Administratively, all decision shall be sanctioned by the
Board in terms of Resolutions. This may slow down the
decision making process of the company.
 The ROC is very strict in ensuring the conduct of the
company is proper by instituting guidelines and rules. It
is an offense if the company fails to submit their annual
returns and audited accounts.
 This company has no limited lifespan unless the
shareholders resolve to wind up. The process of wind up
is tedious and protracted which requires sanction by the
court.
Multi-Disciplinary Practice
 Government directed all professional bodies to consider
the formation of multi-disciplinary practice (MDP) where
various professionals are allowed to team up together
and provide comprehensive service.
 The Board of Architects, Engineers and Surveyors
agreed to formula where a MDP must have at least 70%
shareholders comes from professionals and 30% non
professionals in order to practice architecture,
engineering and surveying.
 The architectural profession by its nature calls for
uncompromisingly high standards of conduct in design
and contract administration. It is for this reason that
certifications by architects are highly regarded by the
public institution and financial bodies.
 Circumstances will emerge where the architect’s services will
be required as part of a turnkey team. It is very easy for the
architect to compromise himself for the sake of getting a job.
Conversely, the architect can still provide his services in
accordance to the provisions of the standard Conditions of
Engagement stipulated by the LAM without compromise.
There is tendency for developers and turnkey contractors to
squeeze the consultants in order to maximize their returns.

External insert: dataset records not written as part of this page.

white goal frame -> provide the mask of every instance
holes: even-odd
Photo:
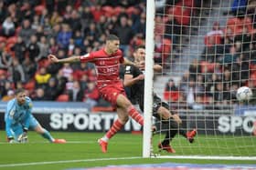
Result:
[[[153,75],[154,75],[154,33],[155,33],[155,3],[146,1],[146,37],[145,37],[145,76],[144,76],[144,113],[143,132],[143,157],[176,158],[176,159],[212,159],[212,160],[256,160],[256,156],[221,156],[221,155],[160,155],[151,153],[152,139],[152,105],[153,105]]]

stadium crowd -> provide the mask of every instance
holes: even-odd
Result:
[[[145,35],[144,1],[0,0],[0,15],[2,101],[23,87],[34,101],[98,105],[94,65],[52,65],[48,55],[84,55],[115,34],[128,56]]]
[[[229,105],[236,91],[249,86],[256,98],[256,1],[233,2],[226,25],[219,21],[205,37],[205,49],[176,85],[166,85],[164,98],[172,103]],[[188,7],[188,6],[187,6]]]
[[[169,15],[155,16],[155,63],[164,64],[173,58],[171,52],[181,43],[180,35],[187,34],[191,15],[199,13],[201,2],[156,1],[157,11],[165,9]],[[164,8],[165,3],[171,7]],[[216,22],[206,36],[200,60],[191,64],[178,86],[172,80],[168,82],[165,99],[188,104],[228,104],[234,97],[230,90],[234,92],[241,85],[255,87],[252,9],[255,8],[245,8],[246,13],[240,16],[235,15],[223,28]],[[144,0],[0,0],[0,16],[2,101],[13,98],[14,90],[23,87],[34,101],[80,101],[91,106],[108,105],[95,87],[93,65],[52,65],[48,55],[64,58],[97,50],[102,47],[109,34],[120,37],[125,57],[132,56],[136,45],[144,44]],[[163,33],[167,34],[163,36]],[[242,74],[237,72],[241,67]],[[249,72],[249,68],[252,71]],[[244,81],[248,79],[251,81]]]

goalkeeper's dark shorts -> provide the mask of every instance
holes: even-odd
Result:
[[[140,109],[144,112],[144,96],[140,97],[139,105],[140,105]],[[159,109],[160,106],[164,106],[168,110],[170,109],[170,106],[166,102],[163,102],[162,99],[156,94],[154,94],[154,97],[153,97],[153,116],[155,116],[158,119],[160,117],[157,114],[157,110]]]

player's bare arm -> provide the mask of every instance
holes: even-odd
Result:
[[[162,72],[163,67],[160,65],[154,65],[153,69],[154,72],[160,73]]]
[[[123,65],[135,66],[140,69],[144,68],[144,62],[132,62],[132,61],[128,60],[127,58],[124,58],[124,62],[123,63]]]
[[[136,84],[138,81],[144,80],[144,75],[139,75],[136,77],[133,77],[132,75],[124,75],[123,85],[124,86],[132,86],[133,85]]]
[[[80,61],[80,56],[70,56],[69,58],[59,59],[56,55],[49,55],[48,57],[52,63],[75,63]]]

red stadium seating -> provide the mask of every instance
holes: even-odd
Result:
[[[63,94],[58,96],[58,98],[56,99],[56,101],[58,102],[69,102],[69,97],[68,95]]]

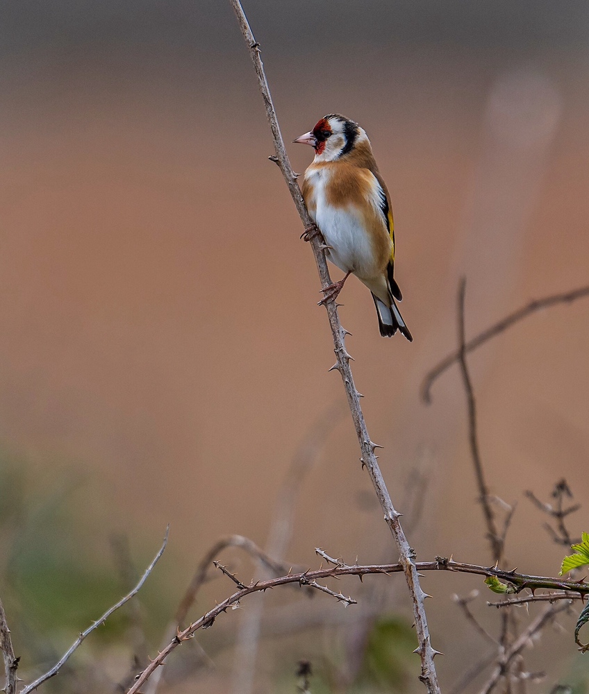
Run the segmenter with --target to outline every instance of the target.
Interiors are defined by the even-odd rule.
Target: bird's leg
[[[301,238],[303,241],[308,242],[310,241],[315,236],[319,236],[320,233],[321,232],[319,230],[319,227],[317,224],[310,224],[309,226],[305,228],[305,230],[301,235]]]
[[[342,291],[346,280],[351,274],[351,270],[348,270],[341,280],[338,280],[337,282],[334,282],[333,284],[324,287],[321,291],[325,294],[325,296],[321,301],[319,302],[317,305],[322,306],[323,304],[327,303],[328,301],[335,301],[340,292]]]

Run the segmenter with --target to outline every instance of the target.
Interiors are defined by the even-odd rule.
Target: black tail
[[[397,308],[395,299],[391,296],[391,305],[387,306],[377,296],[372,294],[374,305],[376,307],[376,314],[379,316],[379,328],[383,337],[392,337],[397,330],[410,342],[413,341],[413,337],[409,332],[409,328],[405,324],[403,316]]]

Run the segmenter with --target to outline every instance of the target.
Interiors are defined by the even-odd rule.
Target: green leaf
[[[515,592],[515,589],[511,585],[511,584],[501,583],[497,576],[488,576],[485,579],[485,583],[487,584],[493,593],[497,593],[500,595],[506,593],[510,593]]]
[[[583,533],[583,534],[585,535],[586,533]],[[576,626],[574,627],[574,643],[579,646],[579,650],[581,653],[589,650],[589,643],[581,643],[579,640],[579,632],[581,630],[581,627],[588,622],[589,622],[589,603],[583,608],[581,614],[579,616],[579,619],[576,620]]]
[[[589,533],[583,532],[581,536],[581,541],[579,544],[571,545],[571,549],[574,550],[574,554],[570,555],[569,557],[565,557],[563,559],[560,575],[562,576],[563,573],[568,573],[569,571],[572,570],[574,568],[578,568],[579,566],[585,566],[589,564]]]

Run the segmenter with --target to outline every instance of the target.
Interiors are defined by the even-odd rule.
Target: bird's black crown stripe
[[[354,123],[354,121],[345,121],[344,124],[344,137],[345,138],[346,144],[344,145],[344,149],[340,153],[340,157],[342,157],[345,154],[347,154],[348,152],[351,151],[358,133],[359,130],[357,123]]]

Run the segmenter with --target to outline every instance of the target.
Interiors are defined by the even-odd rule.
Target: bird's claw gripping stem
[[[321,232],[319,230],[319,227],[317,224],[311,224],[310,226],[306,227],[305,230],[301,235],[301,238],[306,243],[314,239],[316,236],[319,236]]]
[[[321,291],[325,295],[321,301],[318,302],[318,306],[323,306],[326,304],[328,301],[335,301],[335,299],[342,291],[344,285],[345,284],[346,280],[349,277],[350,273],[347,272],[342,278],[341,280],[338,280],[337,282],[334,282],[331,285],[328,285],[327,287],[324,287]]]

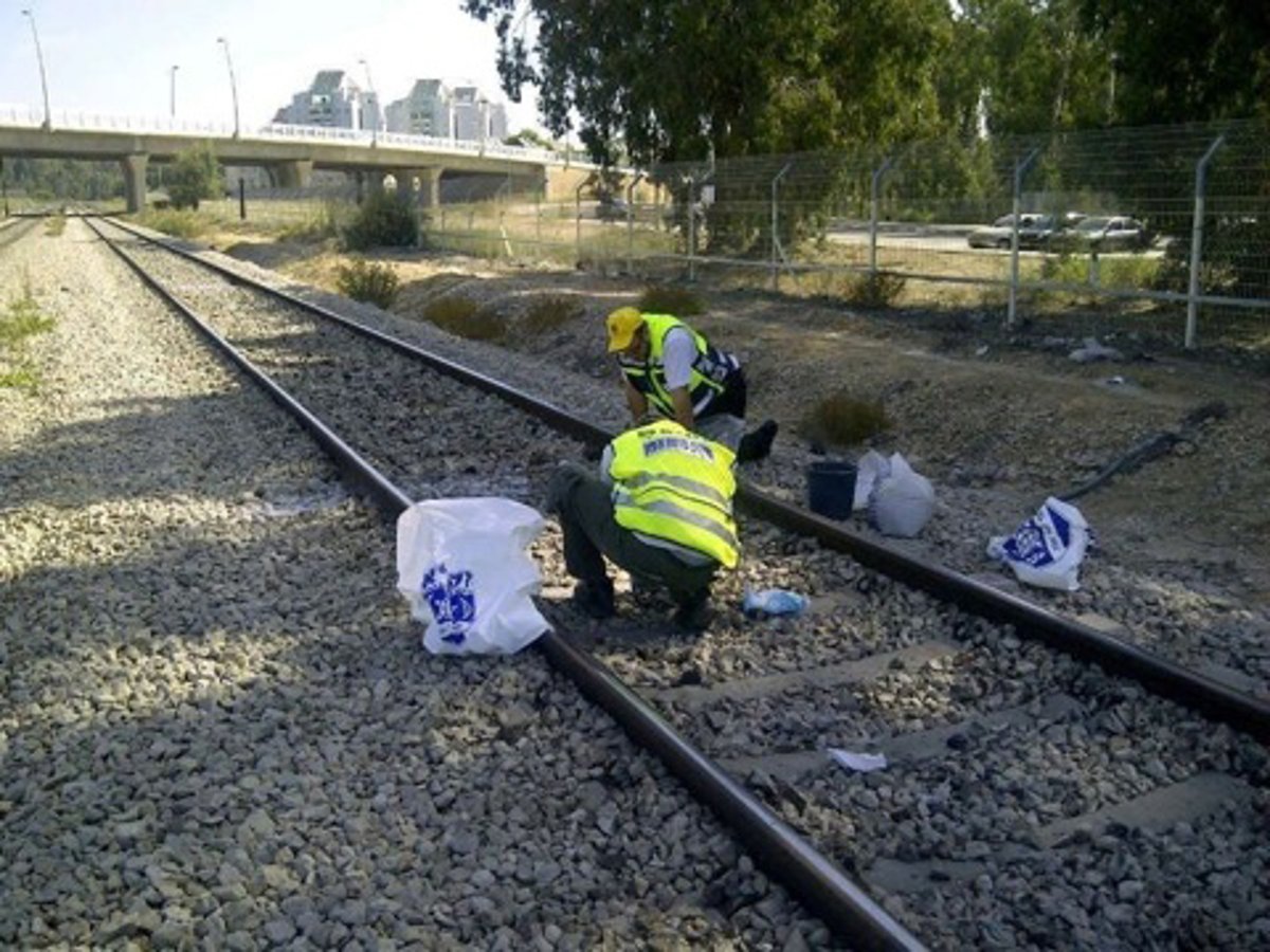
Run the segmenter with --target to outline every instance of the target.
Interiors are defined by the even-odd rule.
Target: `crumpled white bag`
[[[869,522],[884,536],[913,538],[935,513],[935,487],[899,453],[870,449],[856,463],[855,508],[869,508]]]
[[[890,472],[890,462],[876,449],[870,449],[856,461],[856,498],[852,509],[867,509],[869,496],[878,480]]]
[[[1027,585],[1076,592],[1088,545],[1090,527],[1081,510],[1050,496],[1012,536],[992,537],[988,556],[1008,565]]]
[[[415,503],[398,518],[398,589],[433,654],[513,654],[551,626],[526,547],[544,518],[497,496]]]

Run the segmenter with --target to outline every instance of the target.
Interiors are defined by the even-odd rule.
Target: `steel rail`
[[[86,223],[147,287],[182,314],[236,367],[291,413],[333,457],[340,472],[370,495],[386,518],[395,519],[411,505],[410,498],[403,490],[392,485],[321,420],[212,330],[193,310],[146,273],[131,255],[103,235],[93,222],[86,221]],[[331,316],[338,317],[338,315]],[[480,374],[474,374],[474,378],[491,382]],[[659,758],[693,796],[728,824],[773,878],[785,885],[809,910],[824,919],[829,928],[848,941],[853,948],[888,952],[898,949],[917,952],[925,948],[836,863],[818,853],[792,828],[737,783],[726,770],[679,735],[607,665],[555,631],[547,631],[535,645],[555,668],[578,684],[585,697],[617,721],[635,743]]]
[[[615,434],[582,420],[552,404],[478,373],[460,363],[429,353],[387,334],[366,327],[320,305],[305,301],[286,291],[271,288],[201,255],[160,241],[122,222],[113,225],[150,244],[203,265],[230,281],[276,297],[311,314],[378,340],[401,353],[410,354],[442,373],[494,393],[514,406],[549,421],[556,429],[591,444],[602,446]],[[1093,661],[1107,671],[1139,682],[1161,697],[1199,711],[1213,720],[1270,743],[1270,702],[1253,697],[1198,671],[1170,661],[1123,638],[1101,632],[1088,625],[1050,612],[1033,602],[999,592],[951,569],[900,552],[883,542],[867,538],[847,527],[776,499],[738,480],[737,499],[742,508],[782,529],[815,538],[820,545],[850,555],[861,565],[889,575],[926,592],[944,602],[956,604],[973,614],[1013,625],[1029,638],[1041,641],[1080,660]]]

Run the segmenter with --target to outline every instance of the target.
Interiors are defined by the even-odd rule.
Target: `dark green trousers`
[[[578,463],[564,463],[551,475],[547,512],[564,532],[564,564],[589,585],[612,583],[605,556],[640,583],[664,585],[676,603],[691,602],[710,589],[718,565],[688,565],[668,550],[650,546],[613,518],[611,487]]]

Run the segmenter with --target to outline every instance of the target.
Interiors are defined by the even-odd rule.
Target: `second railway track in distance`
[[[222,288],[194,264],[160,264],[166,253],[128,251],[413,498],[540,505],[551,465],[578,452],[381,344]],[[552,618],[922,941],[1252,948],[1270,937],[1257,740],[814,541],[756,519],[743,533],[743,569],[716,586],[730,608],[701,638],[668,635],[667,605],[629,597],[602,628],[564,607]],[[536,555],[563,589],[558,539]],[[812,611],[745,619],[747,583],[808,592]],[[888,765],[853,772],[831,748]],[[721,889],[724,905],[753,901]]]

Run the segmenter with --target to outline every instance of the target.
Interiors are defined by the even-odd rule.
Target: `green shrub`
[[[419,220],[405,202],[394,195],[370,195],[344,228],[344,246],[353,251],[368,248],[413,248],[419,241]]]
[[[225,192],[225,175],[211,143],[202,143],[177,155],[168,173],[168,194],[177,208],[193,208],[204,198]]]
[[[810,439],[850,447],[883,433],[889,425],[880,402],[860,400],[839,390],[813,406],[800,429]]]
[[[444,331],[469,340],[498,340],[505,326],[489,308],[467,297],[442,297],[423,308],[423,316]]]
[[[338,234],[335,206],[333,202],[326,202],[319,211],[306,215],[302,221],[283,227],[278,237],[283,241],[323,241]]]
[[[580,316],[582,305],[578,301],[552,294],[551,297],[540,297],[530,305],[522,327],[526,334],[532,336],[555,330]]]
[[[141,212],[137,223],[183,239],[196,239],[211,226],[211,221],[197,212],[170,208]]]
[[[855,307],[881,308],[894,307],[904,293],[904,279],[889,272],[872,272],[851,282],[847,288],[847,303]]]
[[[385,311],[396,301],[401,282],[387,264],[366,261],[361,258],[352,264],[342,264],[337,272],[340,293],[354,301],[368,301]]]
[[[636,307],[645,314],[671,314],[676,317],[688,317],[706,311],[705,302],[695,291],[673,287],[648,288],[640,294]]]
[[[0,387],[34,387],[39,383],[27,339],[53,327],[52,317],[39,310],[28,283],[23,296],[9,302],[0,312]]]

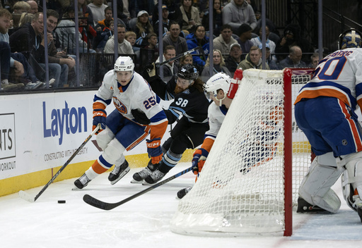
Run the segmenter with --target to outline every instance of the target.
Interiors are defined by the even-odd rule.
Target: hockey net
[[[243,72],[200,176],[179,203],[172,231],[291,235],[293,206],[310,163],[310,147],[296,126],[293,104],[312,73]]]

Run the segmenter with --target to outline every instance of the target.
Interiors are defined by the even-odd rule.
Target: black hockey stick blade
[[[83,200],[84,202],[86,202],[87,204],[88,204],[89,205],[91,205],[94,207],[96,207],[96,208],[98,208],[100,209],[103,209],[103,210],[111,210],[115,207],[117,207],[118,206],[120,206],[123,204],[125,204],[127,202],[131,201],[132,199],[134,199],[136,197],[139,197],[140,195],[147,193],[148,191],[151,191],[152,190],[156,189],[156,187],[160,187],[160,185],[163,185],[165,183],[168,182],[170,180],[173,180],[175,178],[180,177],[180,175],[182,175],[192,170],[192,167],[188,168],[186,170],[179,172],[176,175],[174,175],[167,179],[165,179],[164,180],[156,183],[156,185],[151,185],[151,186],[148,187],[147,189],[142,190],[136,194],[134,194],[134,195],[132,195],[129,197],[126,198],[124,200],[122,200],[118,202],[108,203],[108,202],[102,202],[100,200],[98,200],[98,199],[94,198],[93,197],[90,196],[89,194],[85,194],[83,197]]]
[[[68,159],[66,161],[66,162],[63,165],[63,166],[61,167],[61,168],[58,170],[58,172],[57,173],[55,173],[55,175],[52,178],[52,179],[50,179],[50,180],[48,182],[48,183],[47,183],[45,185],[45,186],[43,187],[42,190],[40,190],[40,192],[35,197],[32,197],[30,194],[28,194],[25,191],[21,190],[21,191],[19,191],[20,198],[23,199],[24,200],[28,201],[29,202],[35,202],[37,200],[37,199],[38,199],[39,197],[42,193],[44,193],[44,192],[45,191],[45,190],[47,190],[47,188],[49,187],[49,185],[52,182],[53,182],[53,181],[55,180],[55,178],[57,178],[57,177],[60,174],[60,173],[62,171],[63,171],[64,169],[65,169],[66,166],[68,166],[69,164],[69,163],[73,160],[73,159],[74,159],[74,157],[76,156],[76,154],[78,154],[79,151],[81,151],[81,149],[86,145],[86,144],[87,144],[87,142],[92,138],[92,137],[94,135],[94,134],[98,131],[100,127],[100,124],[98,124],[98,125],[94,129],[94,130],[92,132],[92,133],[90,135],[89,135],[88,137],[87,137],[86,140],[84,140],[84,142],[82,143],[82,144],[81,144],[81,146],[76,149],[76,151],[71,156],[69,159]]]
[[[175,57],[173,57],[173,58],[170,58],[170,59],[168,59],[167,61],[163,61],[162,63],[156,63],[155,64],[155,66],[156,66],[156,68],[158,68],[158,67],[160,67],[160,66],[161,66],[165,65],[166,63],[169,63],[169,62],[171,62],[171,61],[175,61],[175,60],[176,60],[176,59],[178,59],[178,58],[181,58],[182,56],[185,56],[186,54],[189,54],[193,53],[193,52],[194,52],[194,51],[195,51],[196,50],[199,50],[199,51],[200,51],[200,52],[201,52],[202,54],[203,54],[203,53],[204,53],[204,50],[202,49],[202,46],[197,46],[197,47],[195,47],[195,48],[193,48],[193,49],[190,49],[190,50],[189,50],[189,51],[185,51],[185,53],[183,53],[183,54],[180,54],[179,55],[177,55],[177,56],[175,56]],[[204,56],[205,56],[205,54],[204,54]]]

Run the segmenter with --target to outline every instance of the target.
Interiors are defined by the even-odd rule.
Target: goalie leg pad
[[[326,165],[330,162],[337,166],[336,161],[328,157],[331,155],[332,154],[329,153],[322,158],[320,156],[315,158],[300,185],[299,194],[309,204],[336,213],[341,206],[341,201],[331,187],[338,180],[343,169]]]
[[[97,135],[97,144],[102,149],[103,151],[105,149],[108,143],[115,138],[115,134],[110,130],[108,127],[105,128],[105,130],[98,133]]]

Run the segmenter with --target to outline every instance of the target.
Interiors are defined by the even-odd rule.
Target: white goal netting
[[[171,221],[173,232],[215,235],[285,230],[284,77],[281,70],[243,72],[200,177]],[[292,101],[309,77],[292,76]],[[310,151],[295,121],[292,125],[296,204]]]

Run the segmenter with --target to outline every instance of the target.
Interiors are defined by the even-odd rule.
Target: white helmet
[[[214,96],[216,97],[218,94],[218,89],[221,89],[223,90],[225,96],[226,96],[229,91],[230,82],[231,78],[228,75],[224,73],[218,73],[207,80],[206,83],[204,85],[204,89],[206,92],[212,92]]]
[[[131,57],[120,56],[115,63],[115,73],[117,71],[129,71],[131,70],[133,73],[134,69],[134,63]]]

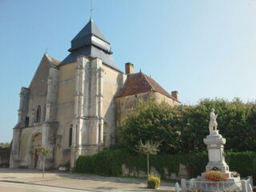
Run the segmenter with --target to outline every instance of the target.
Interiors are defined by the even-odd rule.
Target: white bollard
[[[178,182],[175,183],[175,192],[179,192],[179,185]]]

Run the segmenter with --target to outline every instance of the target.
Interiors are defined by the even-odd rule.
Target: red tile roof
[[[146,93],[149,91],[158,92],[168,98],[177,101],[175,98],[174,98],[166,90],[165,90],[153,78],[142,72],[128,75],[125,85],[121,90],[120,94],[118,95],[118,98]]]

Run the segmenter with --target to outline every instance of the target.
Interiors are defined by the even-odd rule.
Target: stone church
[[[71,40],[70,54],[58,61],[44,54],[29,87],[22,87],[18,122],[14,128],[10,167],[40,168],[39,146],[51,150],[46,167],[70,163],[114,145],[117,124],[154,96],[178,105],[146,74],[126,63],[123,73],[111,58],[110,43],[92,19]]]

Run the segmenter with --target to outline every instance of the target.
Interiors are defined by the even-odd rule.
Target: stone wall
[[[0,146],[0,167],[9,166],[10,162],[10,147],[1,147]]]

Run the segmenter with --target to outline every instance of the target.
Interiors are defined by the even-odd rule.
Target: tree
[[[142,140],[161,142],[162,152],[178,152],[180,134],[174,114],[167,103],[157,103],[154,98],[140,102],[121,125],[121,142],[130,151]]]
[[[146,155],[146,161],[147,161],[147,175],[150,175],[150,154],[156,154],[159,152],[159,146],[160,142],[154,142],[152,141],[146,141],[145,144],[139,141],[138,144],[135,146],[135,151],[138,152],[139,154]]]
[[[42,178],[45,176],[45,166],[46,166],[46,156],[47,154],[50,154],[51,152],[50,149],[48,149],[46,147],[41,146],[38,149],[38,155],[42,157],[43,162],[42,162]]]
[[[218,130],[226,138],[226,150],[234,152],[256,148],[256,104],[238,98],[202,99],[195,106],[170,106],[154,99],[142,102],[121,125],[121,142],[134,151],[138,141],[161,142],[162,153],[206,150],[203,138],[209,134],[211,108],[218,114]]]

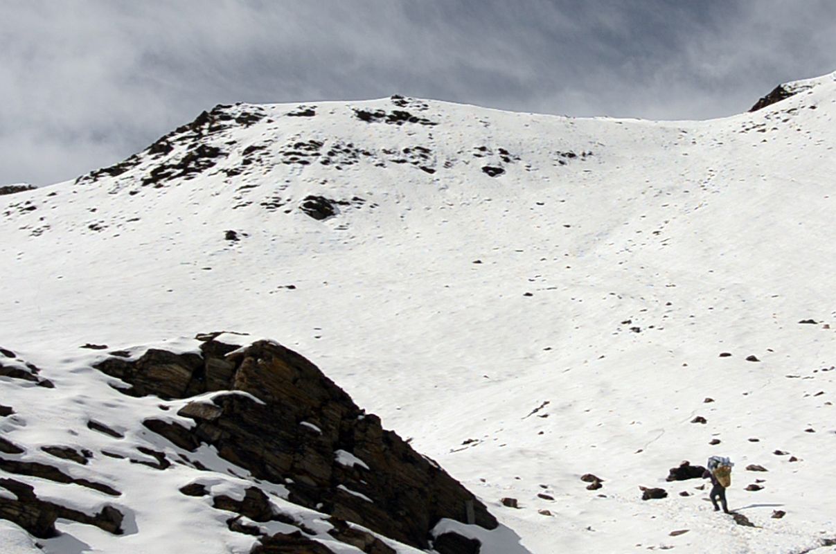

Eventually, the consultants are still the entities shall carry the
liabilities with respect to the conditions of the building and
even the welfare of the occupants.
 Developers and turnkey contractors must recognize the
provisions of the law that require the submitting person to be
professionally liable. Should they wish to engage the
consultants, there is provision is there in the standard
agreement. However, there is no room for compromise as far
as professionalism and quality of the product concern.